Auch im Herstellungsprozess von Holzprodukten (A1-A4) fallen fossile Treibhausgasemissionen an. Andererseits hat der Rohstoff Holz die Fähigkeit Kohlenstoff kurz- bis mittelfristig einzuspeichern und wird von manchen als möglichen Beitrag für Netto-Null Ziele im Bauwesen angesehen. Die Vermischung von biogenen und fossilen Emissionen, bzw. Sequestrierung von Kohlenstoff durch die Wälder und Einspeicherung in Holzprodukten macht die Definition von «klimaneutral» in der Holzwirtschaft komplexer als oftmals kommuniziert. Wie mit dem biogenen Kohlenstoff im Holz für die zukünftigen Berechnungen von Ökobilanzen z.B. von Gebäuden umgegangen wird, ist eine aktuelle Debatte in der Wissenschaft und Industrie. Wie geht die Schweizer Holzwirtschaft mit dieser Debatte um und was sind die Auswirkungen zur Dekarbonisierung auf Unternehmensebene?

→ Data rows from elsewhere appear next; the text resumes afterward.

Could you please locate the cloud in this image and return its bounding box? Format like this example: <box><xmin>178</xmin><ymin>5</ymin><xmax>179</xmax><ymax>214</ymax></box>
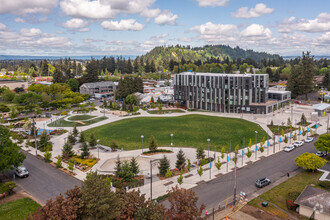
<box><xmin>278</xmin><ymin>13</ymin><xmax>330</xmax><ymax>33</ymax></box>
<box><xmin>60</xmin><ymin>0</ymin><xmax>114</xmax><ymax>19</ymax></box>
<box><xmin>62</xmin><ymin>18</ymin><xmax>88</xmax><ymax>29</ymax></box>
<box><xmin>155</xmin><ymin>10</ymin><xmax>179</xmax><ymax>25</ymax></box>
<box><xmin>14</xmin><ymin>17</ymin><xmax>25</xmax><ymax>23</ymax></box>
<box><xmin>189</xmin><ymin>22</ymin><xmax>239</xmax><ymax>43</ymax></box>
<box><xmin>101</xmin><ymin>19</ymin><xmax>144</xmax><ymax>31</ymax></box>
<box><xmin>231</xmin><ymin>3</ymin><xmax>274</xmax><ymax>18</ymax></box>
<box><xmin>150</xmin><ymin>33</ymin><xmax>168</xmax><ymax>40</ymax></box>
<box><xmin>240</xmin><ymin>24</ymin><xmax>272</xmax><ymax>40</ymax></box>
<box><xmin>0</xmin><ymin>0</ymin><xmax>58</xmax><ymax>15</ymax></box>
<box><xmin>20</xmin><ymin>28</ymin><xmax>42</xmax><ymax>37</ymax></box>
<box><xmin>196</xmin><ymin>0</ymin><xmax>229</xmax><ymax>7</ymax></box>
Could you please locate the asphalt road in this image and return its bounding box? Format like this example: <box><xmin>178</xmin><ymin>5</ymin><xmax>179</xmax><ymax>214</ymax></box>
<box><xmin>7</xmin><ymin>153</ymin><xmax>81</xmax><ymax>204</ymax></box>
<box><xmin>193</xmin><ymin>140</ymin><xmax>322</xmax><ymax>209</ymax></box>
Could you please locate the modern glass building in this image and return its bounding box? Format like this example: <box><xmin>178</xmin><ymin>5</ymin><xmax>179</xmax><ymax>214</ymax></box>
<box><xmin>174</xmin><ymin>72</ymin><xmax>291</xmax><ymax>114</ymax></box>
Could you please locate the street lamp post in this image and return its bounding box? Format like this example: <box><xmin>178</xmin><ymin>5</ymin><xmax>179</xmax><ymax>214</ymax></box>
<box><xmin>207</xmin><ymin>139</ymin><xmax>210</xmax><ymax>158</ymax></box>
<box><xmin>171</xmin><ymin>134</ymin><xmax>173</xmax><ymax>151</ymax></box>
<box><xmin>141</xmin><ymin>135</ymin><xmax>144</xmax><ymax>153</ymax></box>
<box><xmin>255</xmin><ymin>131</ymin><xmax>258</xmax><ymax>160</ymax></box>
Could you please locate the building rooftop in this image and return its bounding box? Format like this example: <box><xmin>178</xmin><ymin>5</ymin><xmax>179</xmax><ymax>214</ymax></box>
<box><xmin>179</xmin><ymin>72</ymin><xmax>268</xmax><ymax>77</ymax></box>
<box><xmin>294</xmin><ymin>186</ymin><xmax>330</xmax><ymax>214</ymax></box>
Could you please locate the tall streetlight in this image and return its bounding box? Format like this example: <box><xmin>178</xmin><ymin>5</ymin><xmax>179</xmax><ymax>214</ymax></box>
<box><xmin>255</xmin><ymin>131</ymin><xmax>258</xmax><ymax>160</ymax></box>
<box><xmin>141</xmin><ymin>135</ymin><xmax>144</xmax><ymax>153</ymax></box>
<box><xmin>207</xmin><ymin>138</ymin><xmax>210</xmax><ymax>158</ymax></box>
<box><xmin>96</xmin><ymin>139</ymin><xmax>100</xmax><ymax>159</ymax></box>
<box><xmin>171</xmin><ymin>134</ymin><xmax>173</xmax><ymax>151</ymax></box>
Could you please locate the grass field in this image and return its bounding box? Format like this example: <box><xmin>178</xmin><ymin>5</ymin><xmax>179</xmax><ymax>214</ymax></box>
<box><xmin>48</xmin><ymin>116</ymin><xmax>108</xmax><ymax>127</ymax></box>
<box><xmin>84</xmin><ymin>115</ymin><xmax>267</xmax><ymax>150</ymax></box>
<box><xmin>68</xmin><ymin>115</ymin><xmax>96</xmax><ymax>121</ymax></box>
<box><xmin>259</xmin><ymin>171</ymin><xmax>323</xmax><ymax>211</ymax></box>
<box><xmin>0</xmin><ymin>198</ymin><xmax>40</xmax><ymax>220</ymax></box>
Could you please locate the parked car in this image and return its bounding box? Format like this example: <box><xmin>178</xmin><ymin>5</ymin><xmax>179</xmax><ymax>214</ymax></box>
<box><xmin>315</xmin><ymin>150</ymin><xmax>328</xmax><ymax>157</ymax></box>
<box><xmin>305</xmin><ymin>137</ymin><xmax>314</xmax><ymax>143</ymax></box>
<box><xmin>15</xmin><ymin>166</ymin><xmax>29</xmax><ymax>178</ymax></box>
<box><xmin>256</xmin><ymin>177</ymin><xmax>271</xmax><ymax>188</ymax></box>
<box><xmin>284</xmin><ymin>145</ymin><xmax>295</xmax><ymax>152</ymax></box>
<box><xmin>293</xmin><ymin>141</ymin><xmax>304</xmax><ymax>147</ymax></box>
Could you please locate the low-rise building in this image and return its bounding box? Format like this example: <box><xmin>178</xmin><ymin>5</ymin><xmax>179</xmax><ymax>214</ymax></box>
<box><xmin>79</xmin><ymin>81</ymin><xmax>118</xmax><ymax>98</ymax></box>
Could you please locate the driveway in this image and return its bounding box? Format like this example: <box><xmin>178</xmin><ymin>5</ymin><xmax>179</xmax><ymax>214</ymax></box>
<box><xmin>6</xmin><ymin>153</ymin><xmax>81</xmax><ymax>205</ymax></box>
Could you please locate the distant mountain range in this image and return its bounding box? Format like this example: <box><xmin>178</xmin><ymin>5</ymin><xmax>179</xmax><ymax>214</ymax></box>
<box><xmin>0</xmin><ymin>55</ymin><xmax>136</xmax><ymax>60</ymax></box>
<box><xmin>144</xmin><ymin>45</ymin><xmax>281</xmax><ymax>62</ymax></box>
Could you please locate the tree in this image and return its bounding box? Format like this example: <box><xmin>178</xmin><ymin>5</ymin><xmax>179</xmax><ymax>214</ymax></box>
<box><xmin>0</xmin><ymin>126</ymin><xmax>25</xmax><ymax>172</ymax></box>
<box><xmin>80</xmin><ymin>142</ymin><xmax>90</xmax><ymax>159</ymax></box>
<box><xmin>175</xmin><ymin>149</ymin><xmax>186</xmax><ymax>170</ymax></box>
<box><xmin>294</xmin><ymin>152</ymin><xmax>327</xmax><ymax>171</ymax></box>
<box><xmin>81</xmin><ymin>172</ymin><xmax>121</xmax><ymax>219</ymax></box>
<box><xmin>288</xmin><ymin>51</ymin><xmax>315</xmax><ymax>100</ymax></box>
<box><xmin>159</xmin><ymin>155</ymin><xmax>170</xmax><ymax>176</ymax></box>
<box><xmin>130</xmin><ymin>157</ymin><xmax>140</xmax><ymax>175</ymax></box>
<box><xmin>27</xmin><ymin>186</ymin><xmax>82</xmax><ymax>220</ymax></box>
<box><xmin>178</xmin><ymin>169</ymin><xmax>183</xmax><ymax>186</ymax></box>
<box><xmin>196</xmin><ymin>147</ymin><xmax>205</xmax><ymax>160</ymax></box>
<box><xmin>149</xmin><ymin>135</ymin><xmax>158</xmax><ymax>151</ymax></box>
<box><xmin>62</xmin><ymin>142</ymin><xmax>74</xmax><ymax>159</ymax></box>
<box><xmin>89</xmin><ymin>133</ymin><xmax>97</xmax><ymax>147</ymax></box>
<box><xmin>110</xmin><ymin>140</ymin><xmax>119</xmax><ymax>151</ymax></box>
<box><xmin>166</xmin><ymin>186</ymin><xmax>205</xmax><ymax>219</ymax></box>
<box><xmin>72</xmin><ymin>126</ymin><xmax>79</xmax><ymax>137</ymax></box>
<box><xmin>300</xmin><ymin>113</ymin><xmax>307</xmax><ymax>126</ymax></box>
<box><xmin>44</xmin><ymin>150</ymin><xmax>52</xmax><ymax>163</ymax></box>
<box><xmin>314</xmin><ymin>134</ymin><xmax>330</xmax><ymax>152</ymax></box>
<box><xmin>115</xmin><ymin>155</ymin><xmax>121</xmax><ymax>177</ymax></box>
<box><xmin>68</xmin><ymin>78</ymin><xmax>79</xmax><ymax>92</ymax></box>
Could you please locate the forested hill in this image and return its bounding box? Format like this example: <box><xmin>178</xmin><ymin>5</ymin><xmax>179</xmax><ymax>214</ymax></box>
<box><xmin>144</xmin><ymin>45</ymin><xmax>282</xmax><ymax>63</ymax></box>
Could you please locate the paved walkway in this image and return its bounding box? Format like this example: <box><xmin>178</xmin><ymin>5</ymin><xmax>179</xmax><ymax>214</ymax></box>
<box><xmin>25</xmin><ymin>105</ymin><xmax>327</xmax><ymax>198</ymax></box>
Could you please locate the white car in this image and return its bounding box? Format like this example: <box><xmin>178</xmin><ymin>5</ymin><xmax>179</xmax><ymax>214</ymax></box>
<box><xmin>284</xmin><ymin>145</ymin><xmax>295</xmax><ymax>152</ymax></box>
<box><xmin>293</xmin><ymin>141</ymin><xmax>304</xmax><ymax>147</ymax></box>
<box><xmin>305</xmin><ymin>137</ymin><xmax>314</xmax><ymax>143</ymax></box>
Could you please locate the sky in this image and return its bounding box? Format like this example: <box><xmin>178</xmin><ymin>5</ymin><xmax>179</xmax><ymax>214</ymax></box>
<box><xmin>0</xmin><ymin>0</ymin><xmax>330</xmax><ymax>56</ymax></box>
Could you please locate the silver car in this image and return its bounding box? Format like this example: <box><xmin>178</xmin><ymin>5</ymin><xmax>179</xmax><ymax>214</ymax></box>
<box><xmin>15</xmin><ymin>165</ymin><xmax>29</xmax><ymax>178</ymax></box>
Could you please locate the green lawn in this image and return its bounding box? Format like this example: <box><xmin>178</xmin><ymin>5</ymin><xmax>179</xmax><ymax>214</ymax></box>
<box><xmin>84</xmin><ymin>115</ymin><xmax>267</xmax><ymax>150</ymax></box>
<box><xmin>48</xmin><ymin>116</ymin><xmax>108</xmax><ymax>127</ymax></box>
<box><xmin>68</xmin><ymin>115</ymin><xmax>96</xmax><ymax>121</ymax></box>
<box><xmin>259</xmin><ymin>171</ymin><xmax>323</xmax><ymax>211</ymax></box>
<box><xmin>0</xmin><ymin>198</ymin><xmax>40</xmax><ymax>220</ymax></box>
<box><xmin>148</xmin><ymin>109</ymin><xmax>184</xmax><ymax>114</ymax></box>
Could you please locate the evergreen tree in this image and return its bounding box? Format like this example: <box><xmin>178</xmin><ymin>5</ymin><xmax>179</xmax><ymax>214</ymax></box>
<box><xmin>89</xmin><ymin>133</ymin><xmax>97</xmax><ymax>147</ymax></box>
<box><xmin>175</xmin><ymin>149</ymin><xmax>186</xmax><ymax>170</ymax></box>
<box><xmin>80</xmin><ymin>142</ymin><xmax>89</xmax><ymax>159</ymax></box>
<box><xmin>159</xmin><ymin>155</ymin><xmax>170</xmax><ymax>176</ymax></box>
<box><xmin>115</xmin><ymin>155</ymin><xmax>121</xmax><ymax>177</ymax></box>
<box><xmin>130</xmin><ymin>157</ymin><xmax>140</xmax><ymax>175</ymax></box>
<box><xmin>196</xmin><ymin>147</ymin><xmax>205</xmax><ymax>160</ymax></box>
<box><xmin>149</xmin><ymin>135</ymin><xmax>158</xmax><ymax>151</ymax></box>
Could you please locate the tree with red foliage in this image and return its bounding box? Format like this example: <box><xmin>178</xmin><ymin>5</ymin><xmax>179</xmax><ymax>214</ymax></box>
<box><xmin>166</xmin><ymin>186</ymin><xmax>205</xmax><ymax>220</ymax></box>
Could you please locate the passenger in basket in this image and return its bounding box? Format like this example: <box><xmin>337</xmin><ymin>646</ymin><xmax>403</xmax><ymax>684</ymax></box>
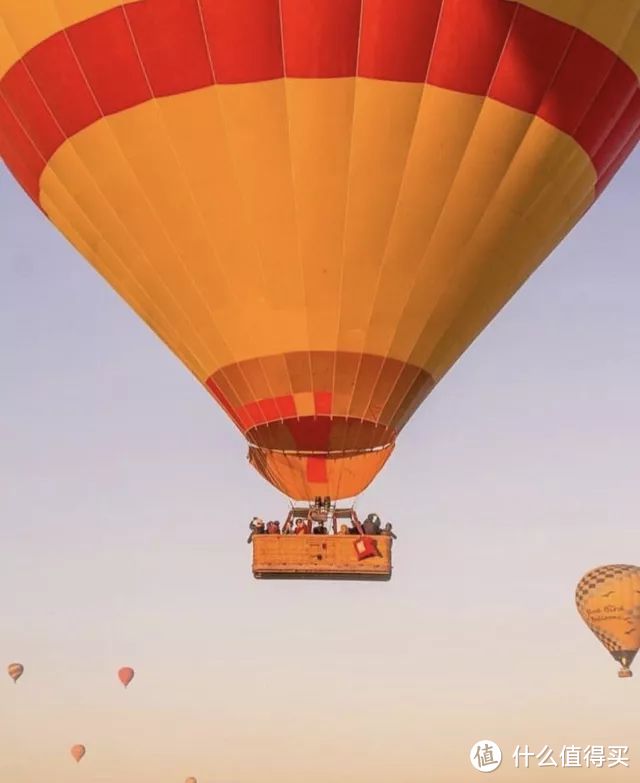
<box><xmin>247</xmin><ymin>517</ymin><xmax>264</xmax><ymax>544</ymax></box>
<box><xmin>282</xmin><ymin>514</ymin><xmax>293</xmax><ymax>536</ymax></box>
<box><xmin>382</xmin><ymin>522</ymin><xmax>398</xmax><ymax>539</ymax></box>
<box><xmin>294</xmin><ymin>519</ymin><xmax>309</xmax><ymax>536</ymax></box>
<box><xmin>362</xmin><ymin>514</ymin><xmax>380</xmax><ymax>536</ymax></box>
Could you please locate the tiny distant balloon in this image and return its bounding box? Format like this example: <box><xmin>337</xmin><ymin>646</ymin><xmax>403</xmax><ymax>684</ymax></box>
<box><xmin>118</xmin><ymin>666</ymin><xmax>136</xmax><ymax>688</ymax></box>
<box><xmin>7</xmin><ymin>663</ymin><xmax>24</xmax><ymax>682</ymax></box>
<box><xmin>576</xmin><ymin>564</ymin><xmax>640</xmax><ymax>677</ymax></box>
<box><xmin>71</xmin><ymin>745</ymin><xmax>87</xmax><ymax>762</ymax></box>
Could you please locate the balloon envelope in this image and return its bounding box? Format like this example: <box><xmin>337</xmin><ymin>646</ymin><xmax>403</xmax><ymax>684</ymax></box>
<box><xmin>7</xmin><ymin>663</ymin><xmax>24</xmax><ymax>682</ymax></box>
<box><xmin>118</xmin><ymin>666</ymin><xmax>135</xmax><ymax>688</ymax></box>
<box><xmin>576</xmin><ymin>565</ymin><xmax>640</xmax><ymax>677</ymax></box>
<box><xmin>0</xmin><ymin>0</ymin><xmax>640</xmax><ymax>499</ymax></box>
<box><xmin>71</xmin><ymin>745</ymin><xmax>87</xmax><ymax>762</ymax></box>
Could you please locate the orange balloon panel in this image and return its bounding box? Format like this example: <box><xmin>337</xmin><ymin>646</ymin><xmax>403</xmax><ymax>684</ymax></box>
<box><xmin>576</xmin><ymin>565</ymin><xmax>640</xmax><ymax>676</ymax></box>
<box><xmin>249</xmin><ymin>445</ymin><xmax>393</xmax><ymax>498</ymax></box>
<box><xmin>0</xmin><ymin>0</ymin><xmax>640</xmax><ymax>499</ymax></box>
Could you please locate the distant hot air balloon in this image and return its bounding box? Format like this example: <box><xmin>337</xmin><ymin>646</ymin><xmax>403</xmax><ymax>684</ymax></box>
<box><xmin>118</xmin><ymin>666</ymin><xmax>135</xmax><ymax>688</ymax></box>
<box><xmin>7</xmin><ymin>663</ymin><xmax>24</xmax><ymax>683</ymax></box>
<box><xmin>71</xmin><ymin>745</ymin><xmax>87</xmax><ymax>762</ymax></box>
<box><xmin>0</xmin><ymin>0</ymin><xmax>640</xmax><ymax>500</ymax></box>
<box><xmin>576</xmin><ymin>565</ymin><xmax>640</xmax><ymax>677</ymax></box>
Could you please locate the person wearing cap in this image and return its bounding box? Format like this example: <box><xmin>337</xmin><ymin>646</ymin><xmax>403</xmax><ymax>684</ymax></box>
<box><xmin>293</xmin><ymin>519</ymin><xmax>309</xmax><ymax>536</ymax></box>
<box><xmin>382</xmin><ymin>522</ymin><xmax>398</xmax><ymax>539</ymax></box>
<box><xmin>282</xmin><ymin>511</ymin><xmax>293</xmax><ymax>536</ymax></box>
<box><xmin>247</xmin><ymin>517</ymin><xmax>264</xmax><ymax>544</ymax></box>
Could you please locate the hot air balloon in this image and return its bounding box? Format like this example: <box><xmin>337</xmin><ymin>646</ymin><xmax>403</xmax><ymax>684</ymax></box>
<box><xmin>0</xmin><ymin>0</ymin><xmax>640</xmax><ymax>508</ymax></box>
<box><xmin>576</xmin><ymin>565</ymin><xmax>640</xmax><ymax>677</ymax></box>
<box><xmin>71</xmin><ymin>745</ymin><xmax>87</xmax><ymax>763</ymax></box>
<box><xmin>7</xmin><ymin>663</ymin><xmax>24</xmax><ymax>683</ymax></box>
<box><xmin>118</xmin><ymin>666</ymin><xmax>135</xmax><ymax>688</ymax></box>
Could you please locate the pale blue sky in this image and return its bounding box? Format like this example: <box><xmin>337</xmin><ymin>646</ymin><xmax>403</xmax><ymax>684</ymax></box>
<box><xmin>0</xmin><ymin>151</ymin><xmax>640</xmax><ymax>783</ymax></box>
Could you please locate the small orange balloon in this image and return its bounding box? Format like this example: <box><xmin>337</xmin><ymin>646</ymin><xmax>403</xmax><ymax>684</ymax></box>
<box><xmin>71</xmin><ymin>745</ymin><xmax>87</xmax><ymax>762</ymax></box>
<box><xmin>7</xmin><ymin>663</ymin><xmax>24</xmax><ymax>682</ymax></box>
<box><xmin>118</xmin><ymin>666</ymin><xmax>136</xmax><ymax>688</ymax></box>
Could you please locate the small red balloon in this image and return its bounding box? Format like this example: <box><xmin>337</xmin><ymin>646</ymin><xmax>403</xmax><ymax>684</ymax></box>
<box><xmin>118</xmin><ymin>666</ymin><xmax>135</xmax><ymax>688</ymax></box>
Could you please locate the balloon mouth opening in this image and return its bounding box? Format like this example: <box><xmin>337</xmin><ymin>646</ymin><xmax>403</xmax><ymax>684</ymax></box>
<box><xmin>247</xmin><ymin>440</ymin><xmax>395</xmax><ymax>459</ymax></box>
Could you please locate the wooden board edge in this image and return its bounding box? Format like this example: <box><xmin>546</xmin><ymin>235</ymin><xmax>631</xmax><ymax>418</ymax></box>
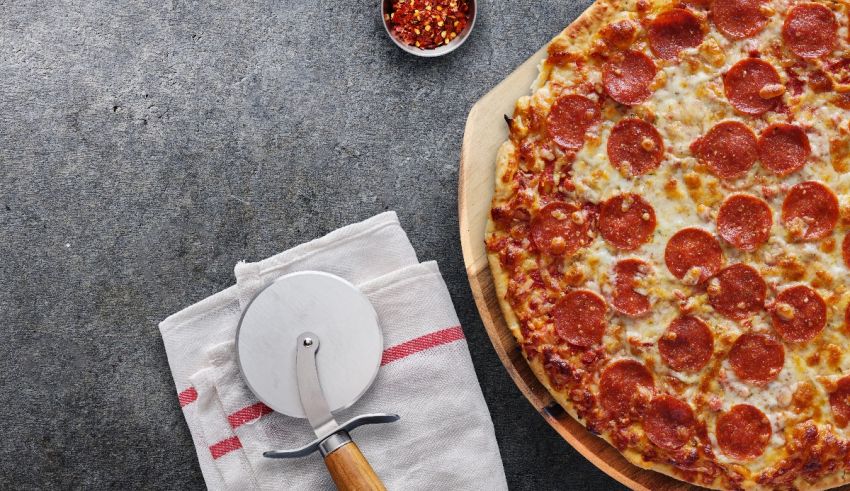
<box><xmin>458</xmin><ymin>24</ymin><xmax>698</xmax><ymax>491</ymax></box>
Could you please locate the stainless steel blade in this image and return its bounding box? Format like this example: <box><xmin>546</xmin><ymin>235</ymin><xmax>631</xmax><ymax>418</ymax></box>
<box><xmin>295</xmin><ymin>332</ymin><xmax>339</xmax><ymax>438</ymax></box>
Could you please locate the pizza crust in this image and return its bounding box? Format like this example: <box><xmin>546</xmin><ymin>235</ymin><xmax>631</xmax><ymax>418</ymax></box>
<box><xmin>486</xmin><ymin>0</ymin><xmax>850</xmax><ymax>490</ymax></box>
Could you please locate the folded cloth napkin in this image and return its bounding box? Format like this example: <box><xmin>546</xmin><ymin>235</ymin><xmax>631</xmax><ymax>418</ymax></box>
<box><xmin>160</xmin><ymin>212</ymin><xmax>507</xmax><ymax>490</ymax></box>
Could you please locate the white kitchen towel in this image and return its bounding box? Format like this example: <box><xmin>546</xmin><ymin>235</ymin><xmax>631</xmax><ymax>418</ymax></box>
<box><xmin>160</xmin><ymin>212</ymin><xmax>507</xmax><ymax>490</ymax></box>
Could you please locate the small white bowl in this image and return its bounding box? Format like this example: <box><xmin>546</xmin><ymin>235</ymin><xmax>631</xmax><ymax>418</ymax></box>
<box><xmin>380</xmin><ymin>0</ymin><xmax>478</xmax><ymax>58</ymax></box>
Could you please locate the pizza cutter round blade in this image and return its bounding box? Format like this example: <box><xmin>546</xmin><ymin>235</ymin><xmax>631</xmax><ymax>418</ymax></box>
<box><xmin>236</xmin><ymin>271</ymin><xmax>383</xmax><ymax>418</ymax></box>
<box><xmin>236</xmin><ymin>271</ymin><xmax>399</xmax><ymax>490</ymax></box>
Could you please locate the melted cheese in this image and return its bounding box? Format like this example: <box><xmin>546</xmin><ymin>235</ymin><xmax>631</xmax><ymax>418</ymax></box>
<box><xmin>486</xmin><ymin>0</ymin><xmax>850</xmax><ymax>486</ymax></box>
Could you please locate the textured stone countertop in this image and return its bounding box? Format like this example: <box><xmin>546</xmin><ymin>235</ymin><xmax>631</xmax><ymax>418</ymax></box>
<box><xmin>0</xmin><ymin>0</ymin><xmax>616</xmax><ymax>489</ymax></box>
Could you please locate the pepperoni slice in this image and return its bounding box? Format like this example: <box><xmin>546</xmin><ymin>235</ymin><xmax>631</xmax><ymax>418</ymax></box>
<box><xmin>691</xmin><ymin>121</ymin><xmax>757</xmax><ymax>179</ymax></box>
<box><xmin>664</xmin><ymin>228</ymin><xmax>723</xmax><ymax>284</ymax></box>
<box><xmin>707</xmin><ymin>263</ymin><xmax>767</xmax><ymax>321</ymax></box>
<box><xmin>546</xmin><ymin>94</ymin><xmax>602</xmax><ymax>151</ymax></box>
<box><xmin>658</xmin><ymin>315</ymin><xmax>714</xmax><ymax>372</ymax></box>
<box><xmin>782</xmin><ymin>181</ymin><xmax>838</xmax><ymax>240</ymax></box>
<box><xmin>552</xmin><ymin>290</ymin><xmax>608</xmax><ymax>348</ymax></box>
<box><xmin>602</xmin><ymin>50</ymin><xmax>656</xmax><ymax>106</ymax></box>
<box><xmin>770</xmin><ymin>285</ymin><xmax>826</xmax><ymax>343</ymax></box>
<box><xmin>649</xmin><ymin>9</ymin><xmax>703</xmax><ymax>60</ymax></box>
<box><xmin>599</xmin><ymin>194</ymin><xmax>656</xmax><ymax>251</ymax></box>
<box><xmin>841</xmin><ymin>232</ymin><xmax>850</xmax><ymax>268</ymax></box>
<box><xmin>758</xmin><ymin>123</ymin><xmax>812</xmax><ymax>176</ymax></box>
<box><xmin>717</xmin><ymin>194</ymin><xmax>773</xmax><ymax>251</ymax></box>
<box><xmin>711</xmin><ymin>0</ymin><xmax>767</xmax><ymax>39</ymax></box>
<box><xmin>643</xmin><ymin>395</ymin><xmax>696</xmax><ymax>450</ymax></box>
<box><xmin>714</xmin><ymin>404</ymin><xmax>772</xmax><ymax>460</ymax></box>
<box><xmin>611</xmin><ymin>259</ymin><xmax>652</xmax><ymax>317</ymax></box>
<box><xmin>782</xmin><ymin>3</ymin><xmax>838</xmax><ymax>58</ymax></box>
<box><xmin>729</xmin><ymin>333</ymin><xmax>785</xmax><ymax>385</ymax></box>
<box><xmin>531</xmin><ymin>202</ymin><xmax>590</xmax><ymax>256</ymax></box>
<box><xmin>723</xmin><ymin>58</ymin><xmax>784</xmax><ymax>116</ymax></box>
<box><xmin>599</xmin><ymin>360</ymin><xmax>655</xmax><ymax>414</ymax></box>
<box><xmin>829</xmin><ymin>376</ymin><xmax>850</xmax><ymax>428</ymax></box>
<box><xmin>608</xmin><ymin>118</ymin><xmax>664</xmax><ymax>176</ymax></box>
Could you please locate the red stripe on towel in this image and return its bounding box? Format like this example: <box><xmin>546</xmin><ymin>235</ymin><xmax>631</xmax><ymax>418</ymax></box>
<box><xmin>381</xmin><ymin>326</ymin><xmax>464</xmax><ymax>366</ymax></box>
<box><xmin>204</xmin><ymin>326</ymin><xmax>464</xmax><ymax>459</ymax></box>
<box><xmin>210</xmin><ymin>436</ymin><xmax>242</xmax><ymax>459</ymax></box>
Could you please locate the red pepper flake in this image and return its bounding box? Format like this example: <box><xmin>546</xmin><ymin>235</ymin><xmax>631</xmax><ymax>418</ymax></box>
<box><xmin>384</xmin><ymin>0</ymin><xmax>469</xmax><ymax>49</ymax></box>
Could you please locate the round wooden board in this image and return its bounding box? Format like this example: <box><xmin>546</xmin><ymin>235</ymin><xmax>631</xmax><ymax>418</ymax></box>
<box><xmin>458</xmin><ymin>47</ymin><xmax>699</xmax><ymax>491</ymax></box>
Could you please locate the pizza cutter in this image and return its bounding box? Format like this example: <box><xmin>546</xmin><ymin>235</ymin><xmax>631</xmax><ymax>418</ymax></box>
<box><xmin>236</xmin><ymin>271</ymin><xmax>399</xmax><ymax>490</ymax></box>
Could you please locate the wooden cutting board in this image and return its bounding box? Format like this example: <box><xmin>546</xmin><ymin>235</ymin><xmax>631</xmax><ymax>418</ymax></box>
<box><xmin>458</xmin><ymin>41</ymin><xmax>698</xmax><ymax>491</ymax></box>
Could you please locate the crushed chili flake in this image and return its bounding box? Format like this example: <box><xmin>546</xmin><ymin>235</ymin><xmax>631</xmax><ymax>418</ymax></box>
<box><xmin>384</xmin><ymin>0</ymin><xmax>469</xmax><ymax>49</ymax></box>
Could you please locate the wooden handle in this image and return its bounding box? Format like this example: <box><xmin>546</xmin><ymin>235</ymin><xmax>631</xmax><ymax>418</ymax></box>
<box><xmin>325</xmin><ymin>442</ymin><xmax>387</xmax><ymax>491</ymax></box>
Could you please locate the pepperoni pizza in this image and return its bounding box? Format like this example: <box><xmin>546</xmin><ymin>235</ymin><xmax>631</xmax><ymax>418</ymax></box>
<box><xmin>486</xmin><ymin>0</ymin><xmax>850</xmax><ymax>489</ymax></box>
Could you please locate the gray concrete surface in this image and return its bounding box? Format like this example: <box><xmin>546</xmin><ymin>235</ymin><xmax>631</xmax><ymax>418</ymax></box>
<box><xmin>0</xmin><ymin>0</ymin><xmax>615</xmax><ymax>489</ymax></box>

Zunächst wurde eine Übersicht des aktuellen Wissenstandes in Bezug zu Netto-Null Zielen im Bauwesen und zum verallgemeinertem CO2-Fussabdruck der Schweizer Holzwirtschaft erstellt. Durch die Literaturrecherche wurden vier Ebenen als Perspektiven für die Experteninterviews definiert. Die Aussagen aus den Interviews wurde anschliessend mit den Erkenntnissen aus der Literaturrecherche abgeglichen und diskutiert.
Die Positionierung der Schweizer Holzwirtschaft in der aktuellen Diskussion über Netto-Null Ziele bis 2050 ist komplex und lässt sich nicht eindeutig feststellen. Die Debatte ist von hoher Relevanz. Die Interviews zeigen, dass die Holzwirtschaft Schweiz in dieser Thematik vor einer Herausforderung steht, die als «zweischneidiges Schwert» betrachtet werden kann. Einerseits können die eher «kleinen CO2-Fussabdrücke» als positives Argument des Holzbaus für Reduktionsmassnahmen im Bauwesen dienen. Grosse Unternehmen stehen zunehmend in der Verantwortung, Bilanzen zu erstellen und sich im Scope 3 zu reduzieren. Gemäss den Interviews ist dies mit einigen Schwierigkeiten verbunden. Ob bisherige Praktiken innerhalb der Branche noch Netto-Null kompatibel sind, ist fraglich. Es ist mehr innovative Forschung nötig im Bereich von temporären Kohlenstoff-Senken, dynamischen Ökobilanzen und Methodologien, um den biogenen Kohlenstoff vom Wald bis ins Gebäude und darüber hinaus nachzuverfolgen. Dies mit dem Ziel, auch zukünftig gegen die Zementindustrie zu bestehen, die sich mit CSS und rekarbonatisiertem Beton grün gibt.